NSC'08 logo

Track NSC'08 - Abstracts

Problems with Regulations and Laws for Data Storage

Magnus Stenbeck, DISC director

The Database Infrastructure Committee (DISC) of the Swedish Research Council (VR) purports to create a common data infrastructure for research using modern technology in order to facilitate access and increase security.

The use of data for scientific analysis is subject to regulations in at least in two major areas. One is the protection of individual integrity and the associated judgments of research ethics. Rules about privacy are usually parts of the basic national constitutions. Such privacy rules are present in most countries and in federations such as the USA and the EU. In Sweden the law of secrecy regulates to which extent personal data can be used. In addition, a law of ethics trials is implemented through a hierarchy of ethics boards, which must approve the research before it can get access to data.

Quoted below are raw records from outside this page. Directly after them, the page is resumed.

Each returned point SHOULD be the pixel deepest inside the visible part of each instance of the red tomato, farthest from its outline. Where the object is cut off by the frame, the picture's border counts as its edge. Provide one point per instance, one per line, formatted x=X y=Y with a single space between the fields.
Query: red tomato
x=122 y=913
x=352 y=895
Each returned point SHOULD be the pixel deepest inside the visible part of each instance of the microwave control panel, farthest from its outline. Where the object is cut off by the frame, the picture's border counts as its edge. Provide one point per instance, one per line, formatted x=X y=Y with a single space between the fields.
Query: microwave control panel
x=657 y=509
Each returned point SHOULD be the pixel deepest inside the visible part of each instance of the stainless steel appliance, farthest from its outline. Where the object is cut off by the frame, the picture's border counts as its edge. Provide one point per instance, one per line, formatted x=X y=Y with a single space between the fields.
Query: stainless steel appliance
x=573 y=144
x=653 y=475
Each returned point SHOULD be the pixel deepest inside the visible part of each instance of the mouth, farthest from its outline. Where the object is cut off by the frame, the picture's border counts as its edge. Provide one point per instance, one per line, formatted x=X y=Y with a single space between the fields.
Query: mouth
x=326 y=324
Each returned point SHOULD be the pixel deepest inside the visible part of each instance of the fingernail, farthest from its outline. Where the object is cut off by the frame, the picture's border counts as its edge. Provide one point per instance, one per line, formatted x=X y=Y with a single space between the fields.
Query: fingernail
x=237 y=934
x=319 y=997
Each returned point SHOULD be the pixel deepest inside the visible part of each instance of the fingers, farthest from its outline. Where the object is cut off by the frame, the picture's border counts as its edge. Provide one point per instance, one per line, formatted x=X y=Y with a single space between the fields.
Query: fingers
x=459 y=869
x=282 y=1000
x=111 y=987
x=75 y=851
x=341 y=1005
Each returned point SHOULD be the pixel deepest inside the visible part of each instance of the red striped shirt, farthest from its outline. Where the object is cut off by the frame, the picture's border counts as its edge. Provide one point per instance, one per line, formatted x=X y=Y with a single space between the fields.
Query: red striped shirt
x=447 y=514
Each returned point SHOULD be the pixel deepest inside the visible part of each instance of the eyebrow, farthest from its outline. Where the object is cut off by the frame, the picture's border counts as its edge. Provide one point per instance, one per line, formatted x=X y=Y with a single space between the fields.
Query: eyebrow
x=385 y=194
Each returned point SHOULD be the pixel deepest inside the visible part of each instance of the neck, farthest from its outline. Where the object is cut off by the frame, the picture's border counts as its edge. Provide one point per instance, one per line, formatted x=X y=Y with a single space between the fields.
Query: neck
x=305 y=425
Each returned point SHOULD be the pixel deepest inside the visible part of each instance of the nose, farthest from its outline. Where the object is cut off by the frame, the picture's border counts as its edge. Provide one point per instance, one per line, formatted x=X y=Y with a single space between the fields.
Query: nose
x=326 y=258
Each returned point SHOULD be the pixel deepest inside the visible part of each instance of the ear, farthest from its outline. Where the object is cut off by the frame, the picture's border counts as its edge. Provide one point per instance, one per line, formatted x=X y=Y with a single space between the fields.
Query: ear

A second set of rules concerns the ownership issues, i.e. the copyright issues. The Swedish Research Council subscribes to international principles of Open Access to research results. However, the rules not only apply to research results, but also to the basic collected data and to intermediate forms of this, such as well documented, cleaned etc versions of the data. Principles of sharing research data in computer fies have been discussed at least during the past 50 years, and worldwide associations exist for the exchange of data, for instance the Center for Exchange of Social Science Data Association (CESSDA) in Europe and the Inter-University Consortium for Political and Social research (ICPSR) in the US. Copyright laws, patenting, etc. have to be married to the principles of open access, and access to data controlled in a system that improves access while protecting commercial and other ownership rights.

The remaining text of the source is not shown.